Unter 5910 nondrinking und Nichtraucher- Frauen (von größerem als oder von Gleichgestelltem zu 40 Lebensjahren) in einer Präfekturstadt von Sendai und zwei Dörfern Taijiri und Wakuya in der Präfektur Miyagi, Japan, Krankengeschichte des Anschlags wurden weniger häufig unter denen beobachtet, die grüneren Tee im Alltagsleben nahmen. Keine Beziehung mit dem Teetrinken wurde für Bluthochdruckgeschichte beobachtet. Die ungleiche Verteilung der Anschlaggeschichte war nachweisbar, selbst nachdem die Effekte des Alters, des Standorts des Wohnsitzes und des hohen Salzkonsums durchgestrichen wurden. Das Vorkommen des Anschlags und der Hirnblutung während einer 4-jährigen weiteren Verfolgung der Studienbevölkerung war zweimal, oder mehr setzt höher in denen Zeit fest, die weniger grünen Tee (weniger als 5 Schalen ein Tag) als in denen nahmen, die mehr nahmen (größer als oder Gleichgestelltes zu 5 Schalen täglich).


Fischlanglebigkeit

Altersbestimmung und -langlebigkeit in den Fischen

DAS M
Direktion der Sekundarschulbildung, Regierung von Orissa, Bhubaneswar, Indien.
Gerontologie 1994; 40 (2-4): 70-96

Es ist möglich, das Alter von Fischen mit angemessener Genauigkeit zu bestimmen, indem man die „Wachstumsringe“ (Ringe) in den harten Teilen liest (Skala, otolith, deckeliger Knochen, Wirbel und Querschnitt des dorsalen oder Brustdorns und der Flossenstrahlen). Erhöhungen des primären Wachstums „in den otoliths“ können als alternative Methode der Altersbestimmung auch verwendet werden. Die traditionellen Methoden konnten mit zuverlässigerem Fluorochrom und microradiographic Techniken ergänzt werden. Die Eignung des Gebrauches von harten Teilen und den Techniken schwankt möglicherweise unter den Spezies.

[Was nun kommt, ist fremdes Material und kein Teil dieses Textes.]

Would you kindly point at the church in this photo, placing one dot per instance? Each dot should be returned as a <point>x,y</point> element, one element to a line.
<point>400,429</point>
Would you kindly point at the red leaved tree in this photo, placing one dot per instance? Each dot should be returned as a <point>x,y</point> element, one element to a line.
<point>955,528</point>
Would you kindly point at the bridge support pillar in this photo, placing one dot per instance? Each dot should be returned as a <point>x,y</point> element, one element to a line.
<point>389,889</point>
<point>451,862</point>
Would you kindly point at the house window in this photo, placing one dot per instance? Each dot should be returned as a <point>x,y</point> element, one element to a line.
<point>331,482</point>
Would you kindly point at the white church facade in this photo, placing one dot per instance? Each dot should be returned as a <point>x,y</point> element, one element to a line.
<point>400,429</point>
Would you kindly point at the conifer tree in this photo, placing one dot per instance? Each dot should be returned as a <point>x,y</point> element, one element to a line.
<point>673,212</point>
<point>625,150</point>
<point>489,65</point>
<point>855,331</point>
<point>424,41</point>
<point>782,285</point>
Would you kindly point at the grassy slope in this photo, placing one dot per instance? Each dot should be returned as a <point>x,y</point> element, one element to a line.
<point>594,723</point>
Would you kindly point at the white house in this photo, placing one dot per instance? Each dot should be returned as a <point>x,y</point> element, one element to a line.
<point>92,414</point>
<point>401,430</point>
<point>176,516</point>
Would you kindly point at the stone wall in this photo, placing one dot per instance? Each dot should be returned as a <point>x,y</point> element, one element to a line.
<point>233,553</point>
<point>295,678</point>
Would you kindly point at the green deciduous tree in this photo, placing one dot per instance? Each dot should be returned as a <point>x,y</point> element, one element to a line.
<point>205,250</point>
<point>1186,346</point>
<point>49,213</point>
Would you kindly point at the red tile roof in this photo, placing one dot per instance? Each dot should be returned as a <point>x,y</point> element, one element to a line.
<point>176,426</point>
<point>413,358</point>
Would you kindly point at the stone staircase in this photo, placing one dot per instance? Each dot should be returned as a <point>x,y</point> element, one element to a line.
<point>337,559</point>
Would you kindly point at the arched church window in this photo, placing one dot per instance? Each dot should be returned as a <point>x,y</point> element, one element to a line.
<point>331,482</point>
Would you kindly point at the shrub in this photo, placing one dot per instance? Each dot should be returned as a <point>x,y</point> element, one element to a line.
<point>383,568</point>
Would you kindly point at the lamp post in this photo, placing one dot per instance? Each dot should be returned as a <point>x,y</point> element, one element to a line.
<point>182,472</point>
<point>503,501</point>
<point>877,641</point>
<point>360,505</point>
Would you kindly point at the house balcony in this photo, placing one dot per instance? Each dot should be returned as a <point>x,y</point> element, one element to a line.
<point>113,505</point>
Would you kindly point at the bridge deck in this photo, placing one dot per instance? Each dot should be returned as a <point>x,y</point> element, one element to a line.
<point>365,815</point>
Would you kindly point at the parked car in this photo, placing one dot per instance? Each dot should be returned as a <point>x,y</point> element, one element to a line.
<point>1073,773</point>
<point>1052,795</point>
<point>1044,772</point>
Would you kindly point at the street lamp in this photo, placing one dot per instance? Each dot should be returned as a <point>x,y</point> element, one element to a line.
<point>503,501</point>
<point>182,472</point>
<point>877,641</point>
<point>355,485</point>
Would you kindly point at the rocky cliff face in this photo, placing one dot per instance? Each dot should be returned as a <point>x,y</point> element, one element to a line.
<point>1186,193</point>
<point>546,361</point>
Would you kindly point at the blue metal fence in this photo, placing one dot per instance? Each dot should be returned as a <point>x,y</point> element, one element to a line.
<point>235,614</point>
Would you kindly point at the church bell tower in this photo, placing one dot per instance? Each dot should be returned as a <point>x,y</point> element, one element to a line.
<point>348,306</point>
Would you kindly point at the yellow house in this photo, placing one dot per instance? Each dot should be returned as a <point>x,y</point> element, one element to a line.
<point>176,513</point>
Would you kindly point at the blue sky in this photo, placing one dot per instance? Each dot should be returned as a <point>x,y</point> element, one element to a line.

Es ist wesentlich, dass die „wahren Ringe“ von anderen Arten Ringe, wie falsche Ringe bemerkenswert sind, larvale Ringe und Laichenringe durch wiederholte Prüfung von Proben, um Verwirrung und Ungenauigkeit in der Altersbestimmung zu vermeiden. Die Ursachen und die Periodizität der Ringbildung schwanken möglicherweise von Spezies zu Spezies. Die Wachstumsgeschichte von Fischen konnte durch die hintere Berechnung der Länge verfolgt werden erreicht worden am unterschiedlichen Alter. Unter den verschiedenen Arten von Wachstumsgleichungen, scheint das des Von Bertalanffys Modell, für Fische von mäßigen und tropischen Regionen das passendste zu sein. Mit geringfügiger Änderung dient das gleiche Modell möglicherweise auch, das maximale theoretische berechnete Alter (Langlebigkeit) von Fischen zu schätzen. Die Langlebigkeit von Fischshowgroßen abweichungen. Die Lebensdauer ist möglicherweise kurz Zwischen, und lang. Während die niedrigste Strecke der Lebensdauer (1-2 Jahre) durch etwas Spezies Neunaugen und teleosts aufgewiesen wird, gibt es Spezies von kleinen Haien, von Stören, von Paddelfischen, von rockfishes und von Aalen, die die Lebensdauer (70-152 Jahre) im H-Bereich haben. Einige Faktoren (Größe, Sex, Temperatur, Diät, Wiedergabe, Alter an der Reife und genetische Zusammensetzung) werden geglaubt, um die Langlebigkeit von Fischen zu beeinflussen.